Categories Biometric R&D  |  Biometrics News

Researchers from the Electronics and Telecommunications Research Institute (ETRI) in South Korea claim to have figured out how to accurately use bioacoustic body signatures to reveal identity, writes Digital Trends.

Published in the journal IEEE Transactions on Cybernetics, their research into next-generation and experimental biometrics argues sound waves passing through the body can be used to identify a person with 97 percent accuracy because they analyze properties like the individual’s skin, tension in joints and bone density.

“We can think of our body as a musical instrument that has a unique shape and composition of materials,” Joo Yong, one of the ETRI researchers on the project, told Digital Trends. “Our technology evaluates these traits of our body by vibrating a certain body part — for example, a hand — and hear[ing] the propagating sound as we alter the frequency of excitation. Our system is sophisticated enough to extract the features of our body as a proxy of a user’s anatomical and biomaterial properties and differentiate the individual with high accuracy.”
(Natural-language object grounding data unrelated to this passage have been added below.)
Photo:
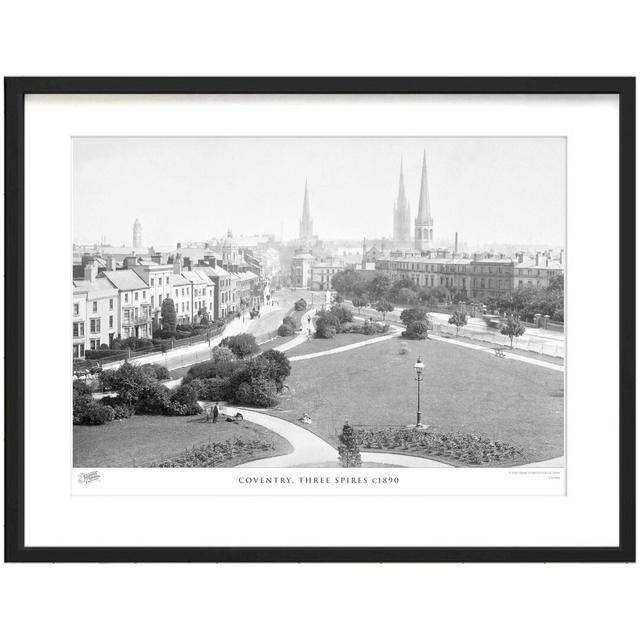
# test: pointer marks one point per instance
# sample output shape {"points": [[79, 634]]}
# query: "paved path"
{"points": [[509, 356]]}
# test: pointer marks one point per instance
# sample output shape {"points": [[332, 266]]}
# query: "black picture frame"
{"points": [[15, 91]]}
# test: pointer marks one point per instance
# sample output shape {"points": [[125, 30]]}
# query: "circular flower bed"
{"points": [[468, 449]]}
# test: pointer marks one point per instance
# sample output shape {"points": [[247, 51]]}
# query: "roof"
{"points": [[531, 264], [196, 276], [178, 280], [214, 271], [125, 279], [99, 288]]}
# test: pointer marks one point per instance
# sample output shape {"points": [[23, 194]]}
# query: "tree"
{"points": [[242, 345], [384, 307], [342, 312], [280, 366], [406, 296], [169, 319], [380, 287], [410, 315], [300, 305], [439, 294], [327, 325], [459, 319], [360, 301], [513, 328], [222, 354], [417, 330], [349, 450]]}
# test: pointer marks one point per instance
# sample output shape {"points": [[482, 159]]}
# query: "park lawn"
{"points": [[316, 345], [148, 438], [463, 390]]}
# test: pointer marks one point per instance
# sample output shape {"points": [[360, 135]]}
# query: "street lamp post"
{"points": [[419, 368]]}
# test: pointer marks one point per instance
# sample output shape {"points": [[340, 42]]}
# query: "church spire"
{"points": [[424, 207], [401, 214], [424, 221], [306, 224]]}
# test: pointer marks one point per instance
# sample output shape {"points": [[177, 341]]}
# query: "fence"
{"points": [[167, 345]]}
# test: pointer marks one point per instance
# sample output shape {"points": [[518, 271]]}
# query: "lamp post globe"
{"points": [[419, 369]]}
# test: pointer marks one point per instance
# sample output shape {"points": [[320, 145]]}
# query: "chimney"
{"points": [[90, 272]]}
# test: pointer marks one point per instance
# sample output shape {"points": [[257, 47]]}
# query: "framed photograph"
{"points": [[320, 319]]}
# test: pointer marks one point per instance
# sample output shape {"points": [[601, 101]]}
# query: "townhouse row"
{"points": [[127, 302]]}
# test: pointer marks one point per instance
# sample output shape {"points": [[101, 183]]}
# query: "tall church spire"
{"points": [[401, 213], [424, 221], [306, 224]]}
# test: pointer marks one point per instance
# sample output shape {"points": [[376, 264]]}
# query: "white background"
{"points": [[463, 38]]}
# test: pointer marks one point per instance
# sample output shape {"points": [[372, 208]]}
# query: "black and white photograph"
{"points": [[318, 302]]}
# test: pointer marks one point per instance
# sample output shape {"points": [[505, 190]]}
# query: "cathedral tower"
{"points": [[401, 214], [424, 221], [137, 234]]}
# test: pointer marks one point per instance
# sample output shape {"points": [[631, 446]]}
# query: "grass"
{"points": [[148, 438], [463, 390]]}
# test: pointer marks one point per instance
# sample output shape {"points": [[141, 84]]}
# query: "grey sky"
{"points": [[490, 190]]}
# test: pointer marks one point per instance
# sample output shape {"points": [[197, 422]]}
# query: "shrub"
{"points": [[128, 381], [221, 354], [255, 384], [412, 315], [325, 330], [156, 371], [280, 367], [214, 389], [87, 411], [342, 312], [99, 354], [242, 345], [285, 330], [211, 369], [184, 401], [121, 411], [153, 399], [417, 330]]}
Biometric technology is susceptible to spoofing attacks because it currently leverages physiological characteristics to create images for identification, yet things could be completely different if human body vibration was used instead, the researchers say, because the unique spectral traits collected ca not be stolen, and could phase out spoofing to boost security. Bioacoustics spectral patterns, they found, do not suffer significant changes over time, but to ensure accuracy the researchers are looking into adding sensors to further integrate the technology with smartphones and wearables.

“In current biometrics — such as fingerprint, iris, and face recognition — one can make fake copies for spoofing because they rely on the structural features of the acquired image, and therefore once a template is stolen it can be a permanent threat to spoofing,” Yong said. “Our method uses characteristics inside the body and extracts information in the frequency domain, which creates a new level of security and makes it useful for applications that require a high level of security.”

Other potential next-generation biometrics include ear canal geometry recognition.